元国税局職員、さんきゅう倉田です。好きな三権は「司法」です。
今回紹介するのは、東京都有明にある設立5年目の会社です。インターネットで動画配信を行っており、売り上げが逓増し6000万円を超えた頃、税務調査の連絡があったそうです。ここからは、代表取締役の方からの情報を基に解説いたします。
調査は、事務所が狭いことを理由に、税理士事務所で行われました。調査の予約を受ける際、税理士の先生が税理士事務所で行いたい旨を伝えれば、担当の調査官はほとんどの場合受け入れるでしょう。しかし、これは調査官にとってはあまり良いことではありません。従業員に話を聞くことが容易ではなくなりますし、税理士事務所に用意された、調査先にとって都合のいい資料しか見ることができないからです。

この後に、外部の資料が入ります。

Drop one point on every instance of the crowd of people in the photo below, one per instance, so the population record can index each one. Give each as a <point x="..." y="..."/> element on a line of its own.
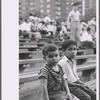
<point x="35" y="26"/>
<point x="59" y="79"/>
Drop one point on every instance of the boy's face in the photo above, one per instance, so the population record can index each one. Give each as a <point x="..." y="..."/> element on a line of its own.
<point x="52" y="58"/>
<point x="71" y="51"/>
<point x="75" y="8"/>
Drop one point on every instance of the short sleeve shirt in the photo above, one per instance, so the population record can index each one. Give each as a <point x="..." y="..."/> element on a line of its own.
<point x="69" y="68"/>
<point x="53" y="85"/>
<point x="74" y="15"/>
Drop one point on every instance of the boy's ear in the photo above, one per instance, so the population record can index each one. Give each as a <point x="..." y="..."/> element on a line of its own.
<point x="44" y="57"/>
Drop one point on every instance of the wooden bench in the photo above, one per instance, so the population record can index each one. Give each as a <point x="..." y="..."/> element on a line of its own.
<point x="41" y="59"/>
<point x="25" y="54"/>
<point x="92" y="84"/>
<point x="33" y="90"/>
<point x="30" y="48"/>
<point x="24" y="40"/>
<point x="87" y="71"/>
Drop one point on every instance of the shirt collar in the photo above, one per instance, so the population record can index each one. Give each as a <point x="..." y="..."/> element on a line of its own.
<point x="66" y="59"/>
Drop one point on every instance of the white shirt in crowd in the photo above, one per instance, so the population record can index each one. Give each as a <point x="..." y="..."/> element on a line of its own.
<point x="69" y="69"/>
<point x="74" y="16"/>
<point x="86" y="37"/>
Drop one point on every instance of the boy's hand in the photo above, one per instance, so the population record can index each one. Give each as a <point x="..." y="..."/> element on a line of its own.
<point x="70" y="97"/>
<point x="84" y="87"/>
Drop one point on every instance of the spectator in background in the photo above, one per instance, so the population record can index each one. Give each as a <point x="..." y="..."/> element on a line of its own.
<point x="74" y="21"/>
<point x="76" y="86"/>
<point x="92" y="25"/>
<point x="87" y="35"/>
<point x="52" y="79"/>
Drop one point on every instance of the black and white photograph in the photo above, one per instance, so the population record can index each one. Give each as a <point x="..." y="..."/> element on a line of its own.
<point x="53" y="54"/>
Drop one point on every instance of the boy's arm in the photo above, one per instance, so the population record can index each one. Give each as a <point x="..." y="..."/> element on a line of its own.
<point x="73" y="84"/>
<point x="43" y="82"/>
<point x="66" y="88"/>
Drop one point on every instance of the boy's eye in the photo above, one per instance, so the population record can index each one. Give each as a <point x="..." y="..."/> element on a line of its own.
<point x="70" y="49"/>
<point x="51" y="56"/>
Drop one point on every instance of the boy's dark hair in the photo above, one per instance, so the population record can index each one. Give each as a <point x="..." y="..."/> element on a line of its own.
<point x="88" y="29"/>
<point x="49" y="48"/>
<point x="67" y="43"/>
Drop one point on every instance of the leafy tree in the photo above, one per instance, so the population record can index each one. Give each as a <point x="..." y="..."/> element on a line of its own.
<point x="90" y="13"/>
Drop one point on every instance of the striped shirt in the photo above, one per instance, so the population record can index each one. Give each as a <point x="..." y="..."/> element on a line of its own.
<point x="54" y="86"/>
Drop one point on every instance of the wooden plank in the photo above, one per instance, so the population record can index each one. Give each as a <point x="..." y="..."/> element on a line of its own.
<point x="92" y="84"/>
<point x="41" y="59"/>
<point x="30" y="76"/>
<point x="24" y="40"/>
<point x="30" y="48"/>
<point x="85" y="67"/>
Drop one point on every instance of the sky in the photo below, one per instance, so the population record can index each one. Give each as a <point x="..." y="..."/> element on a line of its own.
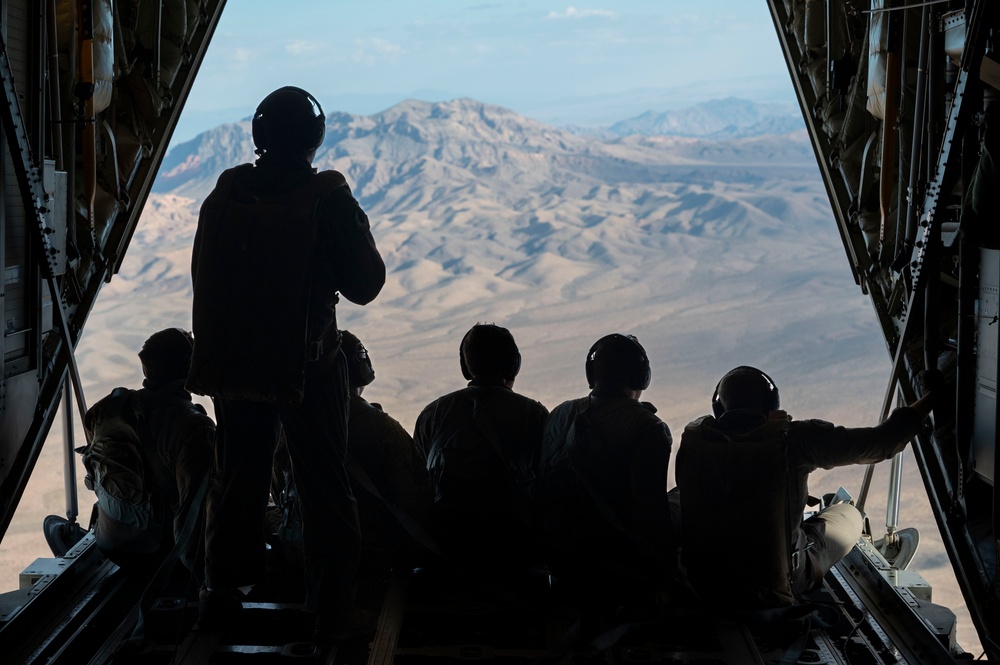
<point x="581" y="63"/>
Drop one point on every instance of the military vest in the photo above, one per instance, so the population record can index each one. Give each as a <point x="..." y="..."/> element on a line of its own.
<point x="251" y="298"/>
<point x="736" y="494"/>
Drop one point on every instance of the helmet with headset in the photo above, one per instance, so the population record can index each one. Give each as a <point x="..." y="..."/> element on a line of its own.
<point x="359" y="364"/>
<point x="745" y="387"/>
<point x="489" y="350"/>
<point x="290" y="120"/>
<point x="618" y="359"/>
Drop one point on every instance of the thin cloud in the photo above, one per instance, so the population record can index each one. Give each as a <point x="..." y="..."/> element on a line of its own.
<point x="302" y="47"/>
<point x="370" y="51"/>
<point x="574" y="13"/>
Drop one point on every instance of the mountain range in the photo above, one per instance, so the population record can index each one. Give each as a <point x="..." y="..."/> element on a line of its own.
<point x="716" y="248"/>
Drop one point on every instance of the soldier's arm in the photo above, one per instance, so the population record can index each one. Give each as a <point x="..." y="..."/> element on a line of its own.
<point x="359" y="268"/>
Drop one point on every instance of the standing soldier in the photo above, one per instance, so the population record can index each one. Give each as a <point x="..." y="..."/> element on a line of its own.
<point x="481" y="444"/>
<point x="276" y="242"/>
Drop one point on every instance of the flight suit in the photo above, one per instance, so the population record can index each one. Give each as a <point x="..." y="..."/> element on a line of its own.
<point x="604" y="510"/>
<point x="744" y="479"/>
<point x="281" y="363"/>
<point x="175" y="445"/>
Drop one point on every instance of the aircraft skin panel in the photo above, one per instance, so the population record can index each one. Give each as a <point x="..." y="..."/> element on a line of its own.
<point x="896" y="96"/>
<point x="67" y="222"/>
<point x="104" y="148"/>
<point x="985" y="431"/>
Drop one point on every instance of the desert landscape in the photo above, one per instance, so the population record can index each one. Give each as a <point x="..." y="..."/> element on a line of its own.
<point x="715" y="248"/>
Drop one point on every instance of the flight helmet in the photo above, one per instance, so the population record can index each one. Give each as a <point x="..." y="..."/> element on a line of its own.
<point x="745" y="387"/>
<point x="359" y="365"/>
<point x="620" y="360"/>
<point x="288" y="120"/>
<point x="489" y="350"/>
<point x="166" y="355"/>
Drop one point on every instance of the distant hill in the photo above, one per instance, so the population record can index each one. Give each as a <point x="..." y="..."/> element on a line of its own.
<point x="706" y="248"/>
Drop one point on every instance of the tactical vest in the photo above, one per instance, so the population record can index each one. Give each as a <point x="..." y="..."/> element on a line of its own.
<point x="251" y="298"/>
<point x="736" y="494"/>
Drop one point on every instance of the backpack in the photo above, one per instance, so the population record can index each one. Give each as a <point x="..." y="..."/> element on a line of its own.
<point x="253" y="272"/>
<point x="743" y="482"/>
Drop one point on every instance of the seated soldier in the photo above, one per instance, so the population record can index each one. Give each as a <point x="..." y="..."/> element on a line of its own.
<point x="388" y="475"/>
<point x="148" y="460"/>
<point x="743" y="474"/>
<point x="481" y="444"/>
<point x="603" y="508"/>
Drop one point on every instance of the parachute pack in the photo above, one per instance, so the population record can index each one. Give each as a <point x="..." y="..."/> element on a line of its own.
<point x="127" y="523"/>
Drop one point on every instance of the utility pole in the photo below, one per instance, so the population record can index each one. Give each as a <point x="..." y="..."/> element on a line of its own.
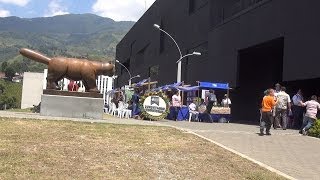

約束の時間の10時ちょうどに現れたのは、茶色い髪を後ろで束ねた、入庁3年目の女性でした。調査部門では2年目になります。最初の1時間は会社の概要を話し、用意した帳簿資料をちらちらと見ていました。
調査官は、ウェブの知識がまったくなく、飛び抜けて多い広告宣伝費について、執拗に聞き取りを行っていました。毎月、Yahoo!に対してリスティング広告(検索エンジンの検索結果に表示される広告)の支払いがあり、それが理解できなかったようです。事前の準備調査で、売り上げの3割を占める広告宣伝費に目をつけ、統括官に「多すぎる。架空経費かもしれない。徹底的に調べてこい」などと言われたのかもしれません。何か見つかるまで、あきらめずに探していました。
結局、広告宣伝費から否認事項は見つからず、午後からはその次に過大だった旅費交通費などを中心に見ていました。一般的に否認されやすい接待交際費については、全体から見ると少なかったこともあり、少し領収証を確認しただけでした。税理士の先生の指導で、飲食や贈答に関するすべての領収証に、相手の氏名や自社との関係を裏書きしていました。このように丁寧に管理していると、個人的なつけこみや架空の交際費の計上を疑う可能性が低くなります。やはり、不正を行う人というのは無計画、あるいはずぼらだったりするので、交際費程度で用意周到に裏書きをして不正を行うということは想定しにくいのです。
多くの納税者は、嘘をつくことにストレスを感じます。架空経費のために領収証を用意するだけではなく、さらに裏書きで偽装するという2段階の嘘には抵抗があるはずです。調査官もそう判断して、早々に交際費に見切りをつけ、他の項目を調べたのだと思います。